Il fallait se rendre à l’évidence, les interventions des hubots ne suffiraient qu’à retarder la croissance de la végétation dont la progression exponentielle s’imposait. Le temps de doublement étant de 4h, dans une heure il ne resterait rien de l’endroit où il se trouvait. Quand on sait qu’il y a 12h elle n’occupait qu’un dixième de l’espace, celà avait trompé tout le monde.
C’est en décapsulant une Brunehaute d’un coup de molaire qu’il repensa à son père, David. Il avait lui-même tenté une régulation de la forêt 10 ans plus tôt :
– Intrepid Ibex, C’est contraire aux lois de la nature, répétait sa mère.
– Jacky Jackalope, Il n’y a pas de justice dans l’ordre des choses. C’est en intervenant que nous donnerons un sens à ce que nous faisons dans ce trou reculé.
– Les arbres étaient là bien avant nous, tout est en ordre ici. Tout effort conduira à notre perte.
A l’époque elle stimulait déjà sûrement chimiquement le développement de la végétation pour la densifier, maintenant tout s’était emballé.
Les branches de sempervirents se rapprochaient dangereusement de la caisse de Fransiskaner posée à ses pieds.
Il essaya de joindre Salomé ou John ou Brice ou Pénélope.
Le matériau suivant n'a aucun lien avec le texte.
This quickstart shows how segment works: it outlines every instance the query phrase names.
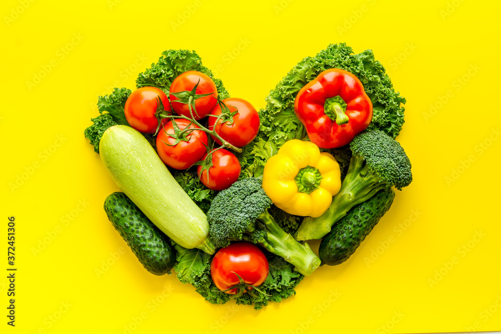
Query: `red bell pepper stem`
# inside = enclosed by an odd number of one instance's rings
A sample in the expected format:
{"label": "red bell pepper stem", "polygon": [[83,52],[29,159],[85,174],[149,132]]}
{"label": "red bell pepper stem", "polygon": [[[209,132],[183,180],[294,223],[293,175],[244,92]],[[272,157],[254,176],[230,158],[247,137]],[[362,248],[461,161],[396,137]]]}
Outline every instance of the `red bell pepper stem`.
{"label": "red bell pepper stem", "polygon": [[346,104],[344,103],[343,108],[343,104],[339,101],[340,99],[339,96],[327,99],[324,105],[324,113],[333,121],[335,121],[338,125],[342,125],[347,123],[350,119],[345,114]]}

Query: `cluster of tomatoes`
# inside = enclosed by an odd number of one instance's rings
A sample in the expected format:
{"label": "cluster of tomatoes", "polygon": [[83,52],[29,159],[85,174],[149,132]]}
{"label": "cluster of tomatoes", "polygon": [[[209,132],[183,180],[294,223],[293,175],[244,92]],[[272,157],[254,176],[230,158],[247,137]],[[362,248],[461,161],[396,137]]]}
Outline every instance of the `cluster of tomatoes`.
{"label": "cluster of tomatoes", "polygon": [[136,90],[124,111],[132,128],[157,133],[157,151],[166,165],[176,169],[197,165],[200,181],[215,190],[238,179],[240,162],[229,150],[241,152],[259,129],[252,104],[237,98],[219,100],[212,79],[195,71],[177,77],[168,97],[156,87]]}

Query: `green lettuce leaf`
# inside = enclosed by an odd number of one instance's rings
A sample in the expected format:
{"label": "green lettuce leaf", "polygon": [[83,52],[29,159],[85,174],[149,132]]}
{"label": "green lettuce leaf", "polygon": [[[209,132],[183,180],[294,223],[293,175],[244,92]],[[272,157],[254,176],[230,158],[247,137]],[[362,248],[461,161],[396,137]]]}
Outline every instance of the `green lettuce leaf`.
{"label": "green lettuce leaf", "polygon": [[111,94],[100,96],[97,100],[99,113],[107,112],[117,124],[129,126],[125,119],[124,108],[125,107],[125,102],[131,93],[132,91],[127,88],[114,88]]}
{"label": "green lettuce leaf", "polygon": [[100,115],[96,118],[91,118],[94,124],[84,131],[85,137],[91,141],[91,144],[94,145],[94,152],[99,153],[99,142],[103,134],[108,128],[116,125],[117,123],[109,114]]}
{"label": "green lettuce leaf", "polygon": [[163,90],[168,95],[172,81],[187,71],[198,71],[209,77],[217,88],[218,97],[223,100],[229,97],[220,80],[214,78],[211,71],[202,65],[202,60],[194,51],[186,50],[167,50],[162,53],[156,64],[140,73],[136,79],[138,88],[153,86]]}
{"label": "green lettuce leaf", "polygon": [[127,88],[114,88],[109,95],[98,98],[97,107],[101,115],[91,118],[93,124],[84,131],[85,137],[94,145],[96,153],[99,153],[99,142],[108,128],[117,124],[129,125],[124,108],[131,93],[132,91]]}
{"label": "green lettuce leaf", "polygon": [[[212,256],[199,249],[187,249],[174,244],[177,252],[177,263],[174,270],[182,283],[192,285],[195,291],[206,300],[213,304],[224,304],[230,300],[231,295],[219,291],[210,276],[210,262]],[[270,273],[259,287],[264,294],[253,296],[245,293],[234,300],[237,304],[253,305],[259,309],[269,301],[279,302],[296,294],[296,287],[304,277],[294,270],[294,266],[280,256],[264,251],[268,259]]]}
{"label": "green lettuce leaf", "polygon": [[[190,169],[196,170],[196,168]],[[171,170],[171,172],[188,196],[204,213],[206,213],[217,192],[205,187],[193,170]]]}

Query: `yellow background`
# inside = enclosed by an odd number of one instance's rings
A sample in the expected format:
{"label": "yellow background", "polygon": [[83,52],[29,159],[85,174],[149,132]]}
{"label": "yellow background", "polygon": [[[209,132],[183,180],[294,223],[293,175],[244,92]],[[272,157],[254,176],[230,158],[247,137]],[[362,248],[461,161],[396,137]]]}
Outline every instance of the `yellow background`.
{"label": "yellow background", "polygon": [[[0,267],[14,216],[18,270],[15,328],[1,275],[0,331],[501,329],[499,3],[236,2],[2,2]],[[145,270],[103,210],[118,188],[83,136],[97,96],[185,48],[261,108],[298,61],[342,42],[372,49],[407,99],[398,139],[414,174],[355,255],[258,311]]]}

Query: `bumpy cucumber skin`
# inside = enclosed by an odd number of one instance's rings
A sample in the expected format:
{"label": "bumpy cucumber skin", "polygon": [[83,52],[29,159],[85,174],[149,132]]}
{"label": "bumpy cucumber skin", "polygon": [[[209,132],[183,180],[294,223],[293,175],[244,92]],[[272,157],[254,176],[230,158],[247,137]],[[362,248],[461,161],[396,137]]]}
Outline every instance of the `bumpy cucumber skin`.
{"label": "bumpy cucumber skin", "polygon": [[185,248],[214,253],[207,216],[142,135],[129,126],[113,126],[103,134],[99,152],[116,185],[162,232]]}
{"label": "bumpy cucumber skin", "polygon": [[123,192],[114,192],[104,201],[108,218],[147,270],[163,275],[175,263],[168,237],[155,226]]}
{"label": "bumpy cucumber skin", "polygon": [[355,252],[395,198],[392,189],[384,189],[348,211],[320,243],[319,257],[329,265],[342,263]]}

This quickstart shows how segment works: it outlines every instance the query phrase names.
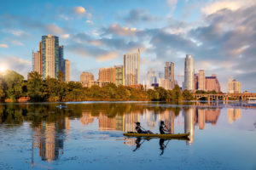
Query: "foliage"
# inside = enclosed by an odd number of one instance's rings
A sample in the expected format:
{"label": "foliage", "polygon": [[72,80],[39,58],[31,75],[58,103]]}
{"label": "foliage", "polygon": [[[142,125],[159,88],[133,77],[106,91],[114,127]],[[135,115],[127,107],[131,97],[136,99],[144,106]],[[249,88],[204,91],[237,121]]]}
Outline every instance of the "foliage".
{"label": "foliage", "polygon": [[189,90],[184,90],[183,93],[183,99],[184,100],[192,100],[194,98],[192,94]]}
{"label": "foliage", "polygon": [[[108,83],[106,86],[91,86],[84,88],[80,82],[63,82],[61,71],[58,78],[46,77],[32,71],[28,74],[28,80],[24,81],[23,76],[15,71],[9,71],[0,78],[0,99],[11,99],[15,101],[20,97],[28,96],[30,101],[84,101],[84,100],[120,100],[120,101],[167,101],[179,102],[183,97],[191,99],[189,92],[184,91],[182,95],[177,85],[172,90],[163,88],[145,90],[142,88],[127,86],[116,86]],[[1,82],[2,81],[2,82]],[[3,82],[3,83],[2,83]]]}

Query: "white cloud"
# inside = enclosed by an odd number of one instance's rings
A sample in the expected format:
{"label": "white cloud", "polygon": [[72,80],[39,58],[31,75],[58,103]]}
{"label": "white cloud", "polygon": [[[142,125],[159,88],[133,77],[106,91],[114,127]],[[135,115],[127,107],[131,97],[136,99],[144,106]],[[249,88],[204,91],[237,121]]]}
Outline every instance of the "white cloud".
{"label": "white cloud", "polygon": [[7,32],[7,33],[10,33],[13,34],[15,36],[20,37],[22,34],[27,34],[24,31],[22,30],[7,30],[7,29],[3,29],[3,32]]}
{"label": "white cloud", "polygon": [[136,33],[137,28],[129,28],[120,26],[119,24],[113,24],[108,29],[108,33],[114,33],[120,36],[128,36],[128,35],[134,35]]}
{"label": "white cloud", "polygon": [[14,44],[14,45],[19,45],[19,46],[24,46],[24,43],[22,43],[22,42],[18,42],[18,41],[12,41],[11,42],[12,42],[12,44]]}
{"label": "white cloud", "polygon": [[167,0],[168,5],[172,8],[172,9],[175,9],[177,0]]}
{"label": "white cloud", "polygon": [[108,52],[106,54],[100,55],[99,57],[97,57],[97,61],[102,62],[102,61],[111,60],[117,58],[117,56],[118,56],[118,54],[116,52],[113,52],[113,51]]}
{"label": "white cloud", "polygon": [[54,33],[54,34],[61,34],[64,32],[64,30],[60,28],[57,25],[55,24],[48,24],[45,26],[45,28],[48,31]]}
{"label": "white cloud", "polygon": [[91,20],[86,20],[86,23],[90,25],[93,25],[93,22]]}
{"label": "white cloud", "polygon": [[68,38],[69,37],[70,37],[69,34],[63,34],[63,35],[61,36],[61,37],[64,38],[64,39],[67,39],[67,38]]}
{"label": "white cloud", "polygon": [[78,14],[84,14],[86,10],[84,7],[75,7],[74,8],[74,12]]}
{"label": "white cloud", "polygon": [[218,0],[213,3],[207,3],[201,11],[206,14],[212,14],[221,9],[230,9],[232,11],[237,10],[242,7],[249,7],[255,4],[255,0]]}
{"label": "white cloud", "polygon": [[65,20],[69,20],[69,18],[68,18],[67,16],[64,15],[64,14],[60,14],[59,17],[60,17],[61,19]]}
{"label": "white cloud", "polygon": [[0,48],[9,48],[9,46],[4,43],[0,43]]}

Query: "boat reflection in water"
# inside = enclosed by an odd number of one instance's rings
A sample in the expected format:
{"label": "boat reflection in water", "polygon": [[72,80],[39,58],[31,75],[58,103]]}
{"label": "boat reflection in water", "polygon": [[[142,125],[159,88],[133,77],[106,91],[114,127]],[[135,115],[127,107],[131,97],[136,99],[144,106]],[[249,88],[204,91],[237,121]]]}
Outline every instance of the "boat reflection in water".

Personne ne décrochait. Il finit sa bière.
Alors que les premières branches se posaient sur sa chemise hawaienne pourtant repassée de la veille, il reformula cette idée qui résonna avec l’intemporalité d’une Guinness : les privilèges tiennent localement. C’est ce que sa mère avait réussi à mettre en oeuvre.
Il arracha les feuilles qui lui barraient le passage pour s’asseoir devant sa machine, déprogramma la fonction globale d’intervention des hubots et poussa un modèle multi-agents [2] qui donnait autonomie et simple interaction aux individus ailés.
C’est à ce moment qu’il butta sur une Triple Karmeliet qui se trouvait sous son bureau. Il la ramassa avec un sourire satisfait.
En se relevant il croisa son reflet mêlé de branches dans la direction de la fenêtre et eu l’impression de découvrir un arbre fruitier lui pousser sur la tête. Concentré sur cette image, il ne vit pas arriver la chauve souris qui le heurta de plein fouet. Dans sa chute il appuya sur la touche entrée qui lança la compilation avant de s’effondrer sans connaissance.
Derrière la canopée, le soleil déclinait à l’horizon et projetait ses longues traînées sur
le sol de la pièce voguant entre les capsules, les dictionnaires des synonymes et son symbian 3 en train de vibrer, au nom de Salomé.